I went to hear Habermas speak at Georgetown last week on myth and ritual. The breadth of the man's work is incredible, as is his age. He's something like 82 and traveling and speaking. Just imagine how smart you could be by 82! He used words I'd never heard of: "deictic" and "phylogenetic," for instance. Clearly, when I'm 82, I will know those words, too. His lecture was printed out and distributed at the event, which was immensely helpful as his English really is difficult to understand (he is German). Even following along on the paper, I sometimes got lost (I know, I know: I'm one to talk since I have so much trouble with other languages.). At one moment, he very cutely asked the audience how to pronounce "rites."

Because his lecture was so interdisciplinary, he relied heavily on the accepted work in other disciplines and then built off of that. I have a lot of trouble doing this myself--it requires a lot of trust that the disciplines that you're bridging are fundamentally going in the right direction.

Habermas offered his own take on what precisely makes man different from animals (or on what sort of language man has and animals don't): "What sets linguistic communication apart is a specific socio-cognitive achievement that enables participants to communicate with one another about something."

He concludes his speech: "Religious communities, in performing their cult, have preserved the access to an archaic experience--and to a source of solidarity--from which the unbelieving sons and daughters of modernity are excluded. The enduring presence of religion as a contemporary formation of mind, culture and society raises not only questions for sociology or anthropology but for philosophy as well." I know it's a bit of a stretch, but I found this Hegelian in the sense that Habermas saw religion as a crucial part of human development in the past, but that he was surprised that it remains at all.
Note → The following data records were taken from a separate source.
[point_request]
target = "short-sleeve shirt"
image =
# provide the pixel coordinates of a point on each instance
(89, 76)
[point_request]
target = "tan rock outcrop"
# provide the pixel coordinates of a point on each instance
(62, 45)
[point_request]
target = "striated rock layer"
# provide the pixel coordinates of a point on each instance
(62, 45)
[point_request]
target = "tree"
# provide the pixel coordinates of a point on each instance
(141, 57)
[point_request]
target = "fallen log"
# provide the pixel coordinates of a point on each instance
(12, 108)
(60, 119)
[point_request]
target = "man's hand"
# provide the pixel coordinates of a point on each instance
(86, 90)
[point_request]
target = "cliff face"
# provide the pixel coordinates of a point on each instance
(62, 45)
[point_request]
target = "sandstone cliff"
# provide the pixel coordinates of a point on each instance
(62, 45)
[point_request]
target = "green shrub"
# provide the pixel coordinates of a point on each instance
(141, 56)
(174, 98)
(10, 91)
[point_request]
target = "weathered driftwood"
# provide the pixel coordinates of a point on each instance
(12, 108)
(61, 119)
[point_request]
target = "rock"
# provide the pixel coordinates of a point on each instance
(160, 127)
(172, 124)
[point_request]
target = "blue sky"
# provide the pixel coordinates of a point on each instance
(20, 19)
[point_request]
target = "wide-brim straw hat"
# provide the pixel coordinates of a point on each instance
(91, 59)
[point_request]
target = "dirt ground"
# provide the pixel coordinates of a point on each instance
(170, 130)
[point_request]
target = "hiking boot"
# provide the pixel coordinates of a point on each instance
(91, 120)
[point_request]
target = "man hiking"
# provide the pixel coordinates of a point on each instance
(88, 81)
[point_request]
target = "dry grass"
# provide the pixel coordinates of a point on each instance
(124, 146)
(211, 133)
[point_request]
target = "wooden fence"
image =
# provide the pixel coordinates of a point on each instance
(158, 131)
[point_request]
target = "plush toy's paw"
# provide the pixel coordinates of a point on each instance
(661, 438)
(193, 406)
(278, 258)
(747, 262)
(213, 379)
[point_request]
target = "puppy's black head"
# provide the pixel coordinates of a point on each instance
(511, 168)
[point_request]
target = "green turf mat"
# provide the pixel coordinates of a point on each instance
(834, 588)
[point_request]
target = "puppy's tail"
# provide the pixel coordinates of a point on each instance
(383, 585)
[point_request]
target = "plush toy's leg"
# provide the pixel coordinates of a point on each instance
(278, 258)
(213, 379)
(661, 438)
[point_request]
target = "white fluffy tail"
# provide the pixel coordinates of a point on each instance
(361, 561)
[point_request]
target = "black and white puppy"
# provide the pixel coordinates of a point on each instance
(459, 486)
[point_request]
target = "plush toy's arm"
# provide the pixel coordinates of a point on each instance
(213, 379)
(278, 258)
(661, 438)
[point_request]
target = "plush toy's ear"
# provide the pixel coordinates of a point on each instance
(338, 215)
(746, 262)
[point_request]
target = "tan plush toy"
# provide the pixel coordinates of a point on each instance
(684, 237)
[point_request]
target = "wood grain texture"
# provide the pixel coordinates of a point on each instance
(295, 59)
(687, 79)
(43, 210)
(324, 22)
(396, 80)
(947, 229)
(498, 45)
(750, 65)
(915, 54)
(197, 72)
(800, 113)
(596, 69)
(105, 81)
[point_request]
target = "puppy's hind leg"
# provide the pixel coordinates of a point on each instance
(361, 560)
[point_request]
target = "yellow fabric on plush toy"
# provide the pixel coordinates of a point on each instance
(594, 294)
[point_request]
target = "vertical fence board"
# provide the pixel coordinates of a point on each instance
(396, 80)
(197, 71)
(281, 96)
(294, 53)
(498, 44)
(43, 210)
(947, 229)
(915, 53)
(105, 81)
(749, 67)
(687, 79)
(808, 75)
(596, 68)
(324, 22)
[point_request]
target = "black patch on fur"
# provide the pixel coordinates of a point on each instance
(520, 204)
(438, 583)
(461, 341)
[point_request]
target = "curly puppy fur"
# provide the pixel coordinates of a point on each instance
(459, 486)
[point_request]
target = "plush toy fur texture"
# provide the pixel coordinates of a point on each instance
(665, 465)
The other quibble I have with him if I understand him correctly is that he implied that rites do not point to the objective world. He writes, "Whereas the rythmic movements and gestures in the group express shared intentions, spur the participants on to mutual perspective-taking and trigger an intersubjectively shared experience, the third arrow of the triadic structure points into the void--not into the world." I would say that in contemporary religion, which is the one of the best, albeit modified, articulations of ritual that we have, some liturgical elements point toward the void and some point toward the world. I'm thinking here of things like the biblical Jewish practices of establishing memorials and remembering the exodus and Christian rituals of baptism and confirmation, themselves initiation rites into a community both in the world and in the void, as Habermas puts it.